According to Soltani, some tech companies are beginning to address the issue, albeit often belatedly. Following 2016, Facebook and Twitter removed thousands of disinformation accounts. WhatsApp, which has been used to spread violent calls and false news from India to Brazil, finally restricted mass message forwarding earlier this month. DJI has placed geofencing limits on its drones to keep them out of sensitive airspaces, in an attempt to avoid disasters such as the paralysis of Heathrow and Newark’s airports caused by nearby drones. According to Soltani, these are all cases where companies were able to limit abuse without limiting their users’ freedoms. Twitter, for example, did not need to ban anonymous accounts, nor did WhatsApp need to weaken its end-to-end encryption.
“I believe Black Mirror has done more to educate people about the potential pitfalls of artificial intelligence than any White House policy paper.” – SOLTANI, ASHKAN
Soltani believes that such lessons must now be applied at every tech firm, just as security flaws are formally classified, checked for, and scrubbed out of code before it is released or exploited. “You need to define the problem space and the history in order to compile and classify different types of attacks,” Soltani says. Even more importantly, tech companies must work to anticipate the next type of sociological harm that their products may cause before it occurs, rather than after the fact.
That kind of prediction can be extremely difficult, and Soltani recommends that tech companies consult those who make it their job to predict unintended consequences of technology: academics, futurists, and even science fiction authors. “We can use art to consider potential dystopias that we want to avoid,” Soltani says. “I believe Black Mirror has done more to educate people about the potential pitfalls of artificial intelligence than any White House policy paper.”
During his time at the FTC—first as a staff technologist in 2010 and then as its chief technologist in 2014—Soltani was involved in the commission’s investigations into privacy and security issues at Twitter, Google, Facebook, and MySpace, the types of cases that have highlighted the FTC’s growing role as a Silicon Valley watchdog. In several of those cases, the FTC placed the companies “under order” for making deceptive claims or engaging in unfair trade practices, a type of probation that has resulted in tens of millions of dollars in fines for Google and will almost certainly result in far more for Facebook as punishment for the company’s latest privacy scandals.
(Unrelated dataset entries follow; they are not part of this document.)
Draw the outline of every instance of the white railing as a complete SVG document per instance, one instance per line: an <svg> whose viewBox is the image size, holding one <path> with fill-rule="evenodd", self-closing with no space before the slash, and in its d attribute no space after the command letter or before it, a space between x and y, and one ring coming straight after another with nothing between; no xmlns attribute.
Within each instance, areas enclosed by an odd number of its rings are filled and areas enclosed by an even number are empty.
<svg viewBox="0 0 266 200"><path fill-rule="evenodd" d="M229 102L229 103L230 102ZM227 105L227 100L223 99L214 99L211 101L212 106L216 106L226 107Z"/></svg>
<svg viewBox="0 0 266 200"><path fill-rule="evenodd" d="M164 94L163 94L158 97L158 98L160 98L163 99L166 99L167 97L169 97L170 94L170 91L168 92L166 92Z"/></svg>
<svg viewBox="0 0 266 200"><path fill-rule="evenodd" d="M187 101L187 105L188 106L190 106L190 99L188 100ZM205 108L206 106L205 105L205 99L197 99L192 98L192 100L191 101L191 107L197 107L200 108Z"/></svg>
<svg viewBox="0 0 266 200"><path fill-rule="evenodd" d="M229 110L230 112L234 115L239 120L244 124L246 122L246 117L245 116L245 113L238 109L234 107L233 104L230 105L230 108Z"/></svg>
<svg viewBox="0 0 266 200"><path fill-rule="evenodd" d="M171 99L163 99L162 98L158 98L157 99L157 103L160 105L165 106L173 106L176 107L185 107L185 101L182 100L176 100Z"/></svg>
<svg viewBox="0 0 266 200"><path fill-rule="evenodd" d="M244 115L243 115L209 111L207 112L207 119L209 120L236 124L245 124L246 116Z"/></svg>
However, Soltani believes that such regulatory enforcement will not solve the abusability problem. Victims of the indirect abuse he warns about frequently have no relationship with the company, making accusations of deception impossible. However, even in the absence of an immediate regulatory threat, Soltani contends that companies should be concerned about reputational damage or knee-jerk government reactions to the next scandal. He cites the contentious FOSTA anti-sex-trafficking law, which was passed in early 2018.
All of this means that Silicon Valley must devote the same thought and resources to abusability that it has for years to security, let alone growth and revenue. “There are opportunities to at least inform some of the known unknowns in academia, research, and science fiction,” Soltani says. “And possibly some of the unknown unknowns as well.”